Quatrevingt-treize à la Renaissance

Lorsque à plus de soixante-dix ans, un siècle après les événements et quelques années après la Commune, Hugo écrit Quatrevingt-treize, la façon qu’il a d’absoudre la Terreur par la grandeur de l’œuvre révolutionnaire réveille contre lui la haine de la bourgeoisie de son temps : Ce que Cimourdain l’intraitable nomme « la république de l’absolu » c'est-à-dire la Terreur (la Commune), est justifié par Gauvain le pensif, qui en fait « la république de l’idéal. » et rappelle que « sous l’échafaudage de barbarie se construit le temple de la civilisation »

Les personnages du roman sont tous marqués par une double appartenance qui leur a fait adopter un point de vue contraire à celui de leur origine de classe : le girondin Gauvain est de naissance aristocratique, le jacobin Cimourdain est un prêtre défroqué, et même le féodal Lantenac, dans un geste de transfiguration sublime, change de camp : si la révolution est l’avènement du peuple et si le peuple c’est l’homme, la révolution doit être au fond l’avènement de l’homme : la révolution aboutie se trouve au fond dans l’effacement des affrontements partisans ; tel est le message teinté d’utopie littéraire d’Hugo. Tel est le propos que la Cie In Cauda, de passage pour quelques jours à Oullins, donne à entendre au théâtre de la Renaissance.

Toute la scène se déroule sous une unique lampe à suspension, comme à la veillée. Le parti-pris de la mise en scène est ainsi clairement narratif. Dire, dans un huis-clos ténébreux, l’histoire de la révolution, celle avec un H de celle avec un R. Dans ce rond de pénombre qui définit l’espace de jeux, cinq comédiens aux mains nues et au verbe haut endossent les mimiques, les gestes, les silhouettes de tous les personnages du roman ainsi que les voix et les postures du narrateur. Projetées sur deux écrans posés de part et d’autre au fur et à mesure que s’égrènent les chapitres du roman devenus scènes et tableaux, les planches dessinées par Jean-Michel Hennecart surlignent tel visage, tel épisode, tel décor de mer, de tour ou de forêt qu’on est en train de raconter. Devant ces noirs et blancs aussi précis qu’hachurés, antithèses picturales d’asphalte et de craie, on ne peut, bien sûr, s’empêcher de songer aux dessins de Victor Hugo lui-même. Un Victor qu’aurait revisité un autre Hugo, puisque s’impose aussi à l’esprit le crayon stylisé de Pratt. Une allusion scénique à la fresque et la bande dessinée bienvenue, éminemment complémentaire.
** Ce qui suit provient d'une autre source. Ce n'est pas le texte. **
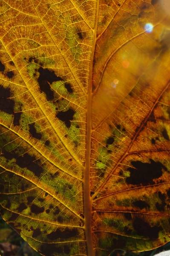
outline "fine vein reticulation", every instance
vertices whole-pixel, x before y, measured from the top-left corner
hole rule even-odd
[[[170,241],[167,0],[3,0],[0,210],[44,256]]]

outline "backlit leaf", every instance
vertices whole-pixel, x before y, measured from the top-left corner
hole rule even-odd
[[[2,0],[1,214],[46,256],[170,240],[168,0]]]

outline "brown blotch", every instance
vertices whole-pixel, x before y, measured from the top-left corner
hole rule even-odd
[[[41,234],[41,232],[39,228],[36,228],[35,230],[32,233],[32,237],[34,238],[37,237],[38,236],[40,236]]]
[[[27,208],[27,207],[24,204],[24,203],[22,203],[20,204],[19,207],[17,208],[17,209],[18,210],[19,212],[21,212],[23,211],[23,210],[26,209]]]
[[[39,207],[34,204],[32,204],[31,207],[31,210],[33,213],[38,214],[38,213],[43,212],[44,211],[44,207]]]

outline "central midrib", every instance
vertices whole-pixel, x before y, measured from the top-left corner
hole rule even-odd
[[[99,1],[96,3],[96,12],[95,27],[93,30],[93,40],[92,48],[92,54],[89,67],[89,84],[87,97],[86,148],[85,157],[85,168],[84,172],[84,221],[85,236],[87,245],[87,252],[88,256],[94,256],[93,240],[92,236],[92,204],[90,196],[90,175],[91,165],[91,145],[92,132],[92,77],[93,72],[93,61],[95,54],[95,46],[96,40],[97,27],[98,15]]]

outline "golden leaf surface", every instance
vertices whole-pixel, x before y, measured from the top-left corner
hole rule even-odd
[[[1,214],[45,256],[170,241],[168,0],[2,0]]]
« L’histoire, écrivait Jean Vilar, « ce savoir bien aimé qui m’a conduit au théâtre» : Tout spectaculaire ainsi circonscrit dans ce rond de pénombre où se dit et se vit le texte, c’est donc à un théâtre d’histoire que nous sommes conviés par le metteur en scène, Godefroy Ségal, qui a aussi signé l’adaptation. Un théâtre d’histoire et de texte.

Bien plus que sur la mise en scène qui joue de la discrétion autant que possible, tout repose en fait sur la tenue et surl'efficacité de l’adaptation. Car le spectateur est visuellement livré au verbe de Hugo, dans ce spectacle qui se veut lecture de l’œuvre avant tout. L’écueil, à ce point, eût été de tomber dans un didactisme ronronnant, tant il est vrai que le manichéisme hugolien, s’il n’est souligné par l’humour, s’y prête souvent. Ecueil évité :  pour preuve, ces propos entre lycéens, entendus à la sortie du spectacle hier soir, somme toute rassurants :

« - ça donne envie de lire

   - moi j’ai pas la force de le lire

   - je voulais le prendre en biblio

   - je te le passerai, je l’ai à la maison… »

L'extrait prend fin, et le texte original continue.